Date of Production: 14-09-2017
Venue: Teatro Real, Madrid
Playing Time: 02:55:12
Catalogue Number: BAC154
UPC: 3760115301542

Synopsis
Billy Budd, Op. 50

800 liters of water, two sails, thirty pulleys, sixty hammocks: for the Bicentenary of the Teatro Real of Madrid, Deborah Warner coined a colossal production of Benjamin Britten's Billy Budd. A critically-acclaimed performance, praised for its depth and intelligence.

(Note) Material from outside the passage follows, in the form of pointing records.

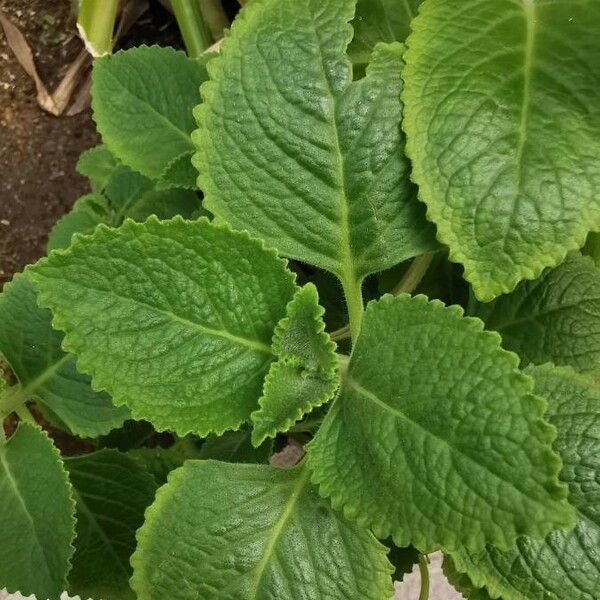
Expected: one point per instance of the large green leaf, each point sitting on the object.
(380, 21)
(36, 515)
(565, 564)
(112, 491)
(503, 124)
(292, 151)
(305, 374)
(45, 372)
(248, 532)
(554, 318)
(173, 318)
(435, 437)
(143, 100)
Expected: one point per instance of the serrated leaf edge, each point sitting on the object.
(351, 508)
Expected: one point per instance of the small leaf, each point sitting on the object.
(142, 100)
(173, 318)
(87, 213)
(380, 21)
(45, 372)
(510, 194)
(112, 492)
(432, 417)
(97, 164)
(298, 155)
(567, 563)
(36, 515)
(305, 374)
(555, 318)
(235, 447)
(219, 531)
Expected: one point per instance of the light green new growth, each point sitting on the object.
(299, 155)
(555, 318)
(219, 531)
(504, 136)
(435, 437)
(36, 515)
(173, 318)
(142, 100)
(566, 564)
(305, 374)
(112, 492)
(45, 372)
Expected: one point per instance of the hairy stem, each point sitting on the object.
(194, 30)
(424, 572)
(354, 302)
(415, 273)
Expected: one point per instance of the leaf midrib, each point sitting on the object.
(278, 528)
(400, 415)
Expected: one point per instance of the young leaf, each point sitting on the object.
(173, 318)
(305, 374)
(45, 372)
(142, 100)
(87, 213)
(235, 447)
(554, 318)
(36, 515)
(112, 492)
(220, 531)
(510, 194)
(380, 21)
(299, 156)
(432, 417)
(97, 164)
(565, 564)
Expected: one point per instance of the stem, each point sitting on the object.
(353, 293)
(194, 30)
(424, 572)
(415, 273)
(96, 24)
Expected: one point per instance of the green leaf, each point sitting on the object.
(305, 374)
(299, 156)
(567, 563)
(97, 164)
(510, 194)
(173, 318)
(219, 531)
(112, 491)
(380, 21)
(179, 173)
(87, 213)
(432, 417)
(555, 318)
(142, 100)
(45, 372)
(461, 582)
(235, 447)
(36, 515)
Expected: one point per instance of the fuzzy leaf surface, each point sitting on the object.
(112, 491)
(142, 100)
(45, 372)
(305, 374)
(433, 394)
(253, 532)
(173, 318)
(36, 515)
(566, 564)
(555, 318)
(296, 153)
(510, 194)
(380, 21)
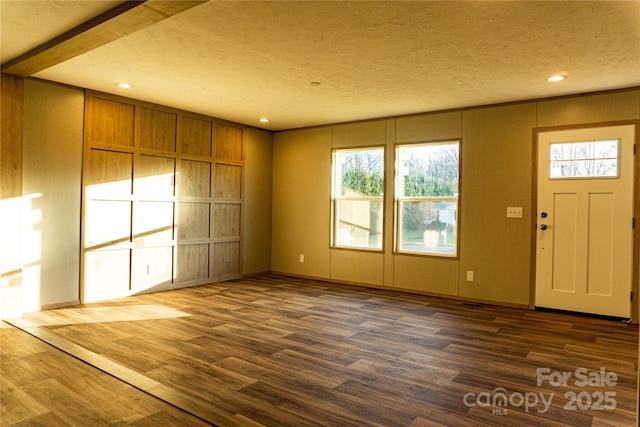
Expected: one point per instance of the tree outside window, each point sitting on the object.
(427, 189)
(358, 198)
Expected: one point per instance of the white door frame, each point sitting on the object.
(635, 316)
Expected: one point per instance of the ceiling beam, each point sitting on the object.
(122, 20)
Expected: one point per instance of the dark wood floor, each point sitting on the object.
(275, 351)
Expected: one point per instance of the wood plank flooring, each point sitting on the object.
(281, 351)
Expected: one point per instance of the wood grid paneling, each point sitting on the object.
(162, 198)
(227, 218)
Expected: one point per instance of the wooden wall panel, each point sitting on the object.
(158, 130)
(108, 174)
(193, 220)
(196, 137)
(228, 141)
(195, 179)
(108, 272)
(193, 262)
(228, 183)
(151, 267)
(227, 259)
(152, 223)
(111, 122)
(149, 176)
(155, 177)
(11, 146)
(107, 224)
(227, 220)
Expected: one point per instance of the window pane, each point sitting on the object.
(606, 149)
(560, 170)
(606, 167)
(358, 191)
(428, 170)
(360, 173)
(561, 152)
(428, 227)
(358, 223)
(427, 198)
(582, 150)
(585, 159)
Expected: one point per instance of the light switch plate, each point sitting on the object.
(514, 212)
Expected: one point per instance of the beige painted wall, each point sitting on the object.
(257, 204)
(52, 170)
(301, 210)
(497, 172)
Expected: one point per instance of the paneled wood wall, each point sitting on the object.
(162, 198)
(11, 141)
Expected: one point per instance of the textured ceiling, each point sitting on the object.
(244, 60)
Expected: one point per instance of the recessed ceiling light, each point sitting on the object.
(556, 78)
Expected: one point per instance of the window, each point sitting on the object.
(588, 159)
(357, 198)
(427, 198)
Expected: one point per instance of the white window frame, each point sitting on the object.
(337, 198)
(400, 199)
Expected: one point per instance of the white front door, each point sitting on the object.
(584, 220)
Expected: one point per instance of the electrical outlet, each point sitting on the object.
(514, 212)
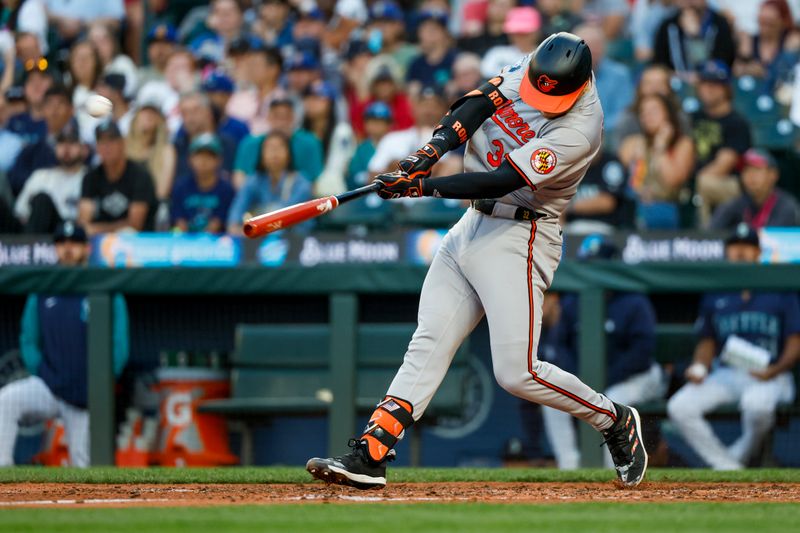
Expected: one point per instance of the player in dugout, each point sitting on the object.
(532, 131)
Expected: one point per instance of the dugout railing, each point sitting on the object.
(343, 284)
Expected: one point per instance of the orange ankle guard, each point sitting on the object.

'Oh, what have I done?' Captain Edward Fairfax Vere, former commander of the H.M.S. Indomitable asks himself with horror at the beginning of the opera, before recounting the tragic events that took place aboard his ship in 1797. The story revolves around a young model sailor, Billy Budd, and John Claggart, the unscrupulous master-at-arms obsessed and crazed by Billy's angelic beauty; and follows the characters in their fall down to the most infernal depths of perversion and psychosis, exploring the themes of innocence, culpability, individual responsibility and justice. In this ambiguous and symbolic tale, drawn from Herman Melville's last masterpiece, the composer Benjamin Britten, who returns for the occasion to symphonic opera and its infinite possibilities, unsettles and disturbs us by revealing the complexity and universality of human experience. Far from writing the characters as allegories of Good and Evil, the opera shows us instead the remorseless logic followed by the surge of one's darkest desires. But in this opera dominated by masculinity, Deborah Warner goes beyond the story of violence, jealousy and hatred and chooses to focus instead on the collateral beauty produced by comradeship, friendship and forgiveness.

Baritone Jacques Imbrailo, who knows the title role perfectly, delivers a stunning rendition of the young sailor's part, while British singers Toby Spence and Brindley Sherratt provide solid interpretations of Captain 'Starry' Vere and of John Claggart. In the pit, Ivor Bolton masterfully deploys, along with the Orchestra of the Teatro Real, all the energy and power of Britten's fifth opera. A now iconic production, co-produced by the Opera of Rome and the Royal Opera House.